そんなことを願ってみても、そうはいかないのが現実である。
「は?」
店の入り口に黒服目出し帽の二人組が現れた。
一人は巨大なボストンバックを。もう一人はあからさまな銃を持っている。
どうやらというかなんというか、やはりグループの目的は混乱に乗じた店の売上金強奪だったらしい。くだらないことである。狙う時間帯も変だし。
「え?は?!ちょっ、え???はー?!」
帯銃していることで気が大きくなっているのだろう。大袈裟に声を上げながら、男がこちらに近付いてくる。
「いやいやいやいや、おまえら、え!?なにやってんの???」
笑いを讃えながら声を上げる男を横目に、リオは肉を焼く手を止めなかった。
アルバに至っては声すらも聞こえていないかのようだ。
「なー、お前金詰めといてくれる?俺あいつらでちょっと遊んでくるわ」
「男タッパでかくね」
「外人だしあんなもんでしょ。女かわいいし」
さっと焼き上げた上タンをネギ塩に絡めてアルバの皿に乗せる。
「はいアルバ、焼けたよ」
皿を差し出せば、無言で見つめ返された。
食べさせろということらしい。
(これは、相当ご機嫌斜めだな。まぁ分かるけど)
こんな状況にも関わらず少しだけにやけそうになりながら、箸で肉をつまんでアルバに差し出す。
「はい、あーん」「あ〜〜ん!」
差し出した肉が横からパクッとさらわれた。
思えば、男の死が決まったのはこの瞬間だったのかもしれない。
「ん〜〜!うますぎ!ってかちょ、まって……えっ!ええええっ!?君、マジでかわいいじゃん!!」
リオは男の唾液がついた箸をそっと捨てた。
半分だけ腰を浮かせて、次の瞬間何が起きても対処できる体勢をとる。なお、怖くてアルバのほうは見られていない。
男はとんでもない虎の尾を踏んでいることにも気づかず、目出し帽をとって前髪をさらりとやった。30代半ばくらいのごくふつうの男だ。左手の甲に気持ちばかりのタトゥーが入っている。
「君さ、危ない男ってキョーミない?」
「…………まにあってます」
「いやいや、大丈夫。そんな怖がんなくていーから。俺たち、メテオ・シャインってチームの幹部なんだけどさ、今日の目的は金だけだし、女の子には基本やさしーから?それと」
視界から男が消えた。
リオはそっと合掌する。
「ぷ、ふぎっ」
座したままのアルバが、顔面ごと男の頭を掴み上げている。
腕にはいくつもの筋が浮いており、涼しい顔でいて相当な力を込めているのが分かる。男からは情けない悲鳴が上がり続けていた。みしみし音さえ聞こえてきそうだ。
「ぐっ、ぎゅ、ふぁ、ふぁなひぇ!!ひぇみぇ!!」
「……」
「うひころひゅじょ!!?!?」
男はぶるぶる震える銃口をアルバに向けたが、彼の目に映らない一瞬のうちにそれは奪い取られた。
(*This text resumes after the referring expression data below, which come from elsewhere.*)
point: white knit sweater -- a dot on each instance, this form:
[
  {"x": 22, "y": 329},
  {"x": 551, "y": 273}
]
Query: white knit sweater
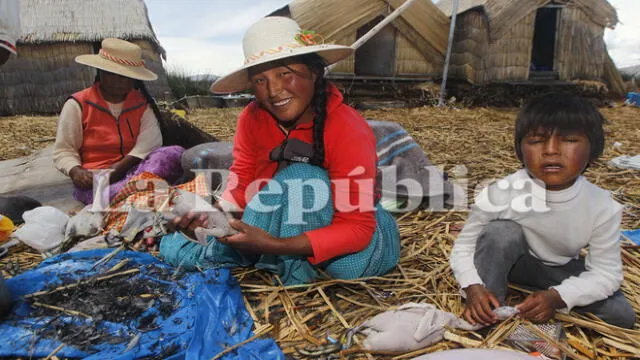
[{"x": 580, "y": 216}]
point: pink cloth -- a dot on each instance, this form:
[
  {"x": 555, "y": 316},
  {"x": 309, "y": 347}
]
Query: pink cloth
[{"x": 350, "y": 146}]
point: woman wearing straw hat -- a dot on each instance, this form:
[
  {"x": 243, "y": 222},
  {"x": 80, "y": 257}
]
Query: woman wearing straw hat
[
  {"x": 304, "y": 169},
  {"x": 113, "y": 125}
]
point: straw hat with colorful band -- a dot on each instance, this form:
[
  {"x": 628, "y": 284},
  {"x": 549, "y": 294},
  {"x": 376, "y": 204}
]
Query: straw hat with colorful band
[
  {"x": 119, "y": 57},
  {"x": 276, "y": 38}
]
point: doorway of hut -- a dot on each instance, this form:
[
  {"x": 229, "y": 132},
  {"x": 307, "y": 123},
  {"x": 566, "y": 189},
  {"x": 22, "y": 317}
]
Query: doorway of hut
[
  {"x": 544, "y": 44},
  {"x": 376, "y": 56}
]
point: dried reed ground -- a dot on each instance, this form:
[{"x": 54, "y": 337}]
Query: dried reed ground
[{"x": 480, "y": 139}]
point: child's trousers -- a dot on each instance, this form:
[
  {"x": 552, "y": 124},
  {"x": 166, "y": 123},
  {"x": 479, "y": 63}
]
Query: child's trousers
[{"x": 502, "y": 256}]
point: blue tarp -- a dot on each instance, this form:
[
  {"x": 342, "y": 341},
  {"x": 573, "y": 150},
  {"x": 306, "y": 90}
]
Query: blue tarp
[
  {"x": 633, "y": 235},
  {"x": 206, "y": 316}
]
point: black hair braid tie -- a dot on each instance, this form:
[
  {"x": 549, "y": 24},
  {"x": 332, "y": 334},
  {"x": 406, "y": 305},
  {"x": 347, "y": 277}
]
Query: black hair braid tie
[{"x": 320, "y": 110}]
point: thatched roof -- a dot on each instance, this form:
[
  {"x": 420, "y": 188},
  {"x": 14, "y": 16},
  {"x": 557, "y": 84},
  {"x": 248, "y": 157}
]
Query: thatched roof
[
  {"x": 446, "y": 6},
  {"x": 503, "y": 14},
  {"x": 85, "y": 21},
  {"x": 332, "y": 18}
]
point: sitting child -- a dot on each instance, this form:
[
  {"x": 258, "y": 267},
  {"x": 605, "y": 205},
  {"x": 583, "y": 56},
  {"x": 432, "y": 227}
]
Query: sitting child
[{"x": 530, "y": 227}]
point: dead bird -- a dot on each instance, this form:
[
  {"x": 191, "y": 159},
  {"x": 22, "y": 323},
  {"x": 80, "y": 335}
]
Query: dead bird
[
  {"x": 14, "y": 206},
  {"x": 218, "y": 220},
  {"x": 84, "y": 225}
]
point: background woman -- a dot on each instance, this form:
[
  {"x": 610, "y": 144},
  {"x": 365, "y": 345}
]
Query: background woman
[{"x": 113, "y": 125}]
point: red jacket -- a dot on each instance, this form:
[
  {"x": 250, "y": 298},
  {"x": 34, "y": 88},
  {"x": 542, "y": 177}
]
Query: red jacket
[
  {"x": 105, "y": 139},
  {"x": 349, "y": 144}
]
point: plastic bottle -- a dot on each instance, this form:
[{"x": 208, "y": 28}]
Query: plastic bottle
[{"x": 6, "y": 228}]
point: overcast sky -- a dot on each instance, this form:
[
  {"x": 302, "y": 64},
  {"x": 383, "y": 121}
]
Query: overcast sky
[{"x": 205, "y": 36}]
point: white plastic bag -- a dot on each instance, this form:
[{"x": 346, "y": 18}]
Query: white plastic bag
[{"x": 43, "y": 229}]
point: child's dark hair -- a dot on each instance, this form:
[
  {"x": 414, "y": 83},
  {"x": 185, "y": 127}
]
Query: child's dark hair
[{"x": 563, "y": 112}]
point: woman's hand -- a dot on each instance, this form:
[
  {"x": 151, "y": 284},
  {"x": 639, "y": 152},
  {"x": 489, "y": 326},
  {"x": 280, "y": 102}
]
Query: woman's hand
[
  {"x": 188, "y": 223},
  {"x": 121, "y": 167},
  {"x": 541, "y": 305},
  {"x": 478, "y": 308},
  {"x": 81, "y": 177},
  {"x": 252, "y": 239}
]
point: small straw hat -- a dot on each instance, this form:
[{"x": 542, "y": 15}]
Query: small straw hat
[
  {"x": 276, "y": 38},
  {"x": 119, "y": 57}
]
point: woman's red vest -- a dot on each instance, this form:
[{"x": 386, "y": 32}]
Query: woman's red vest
[{"x": 105, "y": 138}]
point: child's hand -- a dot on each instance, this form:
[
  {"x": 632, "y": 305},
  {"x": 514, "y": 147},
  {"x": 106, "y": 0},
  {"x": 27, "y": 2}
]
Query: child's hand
[
  {"x": 479, "y": 305},
  {"x": 541, "y": 305}
]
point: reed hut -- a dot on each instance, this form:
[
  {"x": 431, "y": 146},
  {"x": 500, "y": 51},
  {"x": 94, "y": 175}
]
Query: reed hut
[
  {"x": 411, "y": 47},
  {"x": 53, "y": 33},
  {"x": 529, "y": 40}
]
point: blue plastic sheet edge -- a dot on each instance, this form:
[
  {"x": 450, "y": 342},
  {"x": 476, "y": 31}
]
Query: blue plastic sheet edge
[{"x": 209, "y": 315}]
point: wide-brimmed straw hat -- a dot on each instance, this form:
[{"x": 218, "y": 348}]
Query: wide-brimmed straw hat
[
  {"x": 276, "y": 38},
  {"x": 119, "y": 57}
]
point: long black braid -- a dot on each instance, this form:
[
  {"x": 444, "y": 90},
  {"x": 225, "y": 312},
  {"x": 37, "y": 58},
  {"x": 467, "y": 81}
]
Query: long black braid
[
  {"x": 319, "y": 105},
  {"x": 138, "y": 84}
]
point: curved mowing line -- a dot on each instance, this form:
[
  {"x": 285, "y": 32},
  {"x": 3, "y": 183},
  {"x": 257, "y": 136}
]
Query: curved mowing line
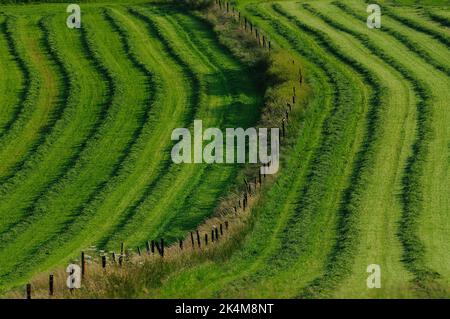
[
  {"x": 443, "y": 21},
  {"x": 13, "y": 229},
  {"x": 63, "y": 236},
  {"x": 134, "y": 214},
  {"x": 196, "y": 199},
  {"x": 411, "y": 45},
  {"x": 189, "y": 117},
  {"x": 414, "y": 249},
  {"x": 28, "y": 90},
  {"x": 54, "y": 114},
  {"x": 37, "y": 253},
  {"x": 293, "y": 241},
  {"x": 21, "y": 65},
  {"x": 340, "y": 256},
  {"x": 155, "y": 32},
  {"x": 57, "y": 115},
  {"x": 419, "y": 27}
]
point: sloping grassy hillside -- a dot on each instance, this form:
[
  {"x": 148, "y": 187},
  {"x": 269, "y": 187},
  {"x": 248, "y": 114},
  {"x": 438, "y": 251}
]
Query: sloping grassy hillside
[{"x": 87, "y": 125}]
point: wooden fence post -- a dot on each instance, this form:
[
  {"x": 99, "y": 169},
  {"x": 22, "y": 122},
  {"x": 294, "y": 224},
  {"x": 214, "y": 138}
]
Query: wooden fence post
[
  {"x": 28, "y": 291},
  {"x": 50, "y": 285}
]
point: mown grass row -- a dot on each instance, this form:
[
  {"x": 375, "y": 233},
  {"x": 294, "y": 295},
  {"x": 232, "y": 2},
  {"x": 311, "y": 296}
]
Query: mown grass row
[
  {"x": 17, "y": 227},
  {"x": 134, "y": 216},
  {"x": 75, "y": 227},
  {"x": 17, "y": 80},
  {"x": 80, "y": 228},
  {"x": 410, "y": 44},
  {"x": 142, "y": 278},
  {"x": 247, "y": 268},
  {"x": 295, "y": 237},
  {"x": 341, "y": 256},
  {"x": 28, "y": 97},
  {"x": 412, "y": 195},
  {"x": 41, "y": 210},
  {"x": 442, "y": 20},
  {"x": 417, "y": 25}
]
アルバの左手で弄ばれる銃を見て唖然とする男は、依然、圧迫され続ける頭蓋の激痛に、今度は手足を振り回して暴れ始めた。
「おいてめえ!!!!」
この緊急事態を前に、ボストンバックの男は近くにいた数人の仲間をかき集めてきたらしい。リオたちはあっという間に数人の黒ずくめに囲まれた。
「こ、こいつ、何のつもりだ!?」
「一般人じゃないのか……?」
「てめぇら殺すぞごらぁ!!」
右手で男の顔面を持ったままのアルバが、ゆっくりと腰を上げ―――数秒。
呻きながら折り重なるように倒れる黒服たちの上に、泡を吹いて気絶している右手の男も投げ捨てられた。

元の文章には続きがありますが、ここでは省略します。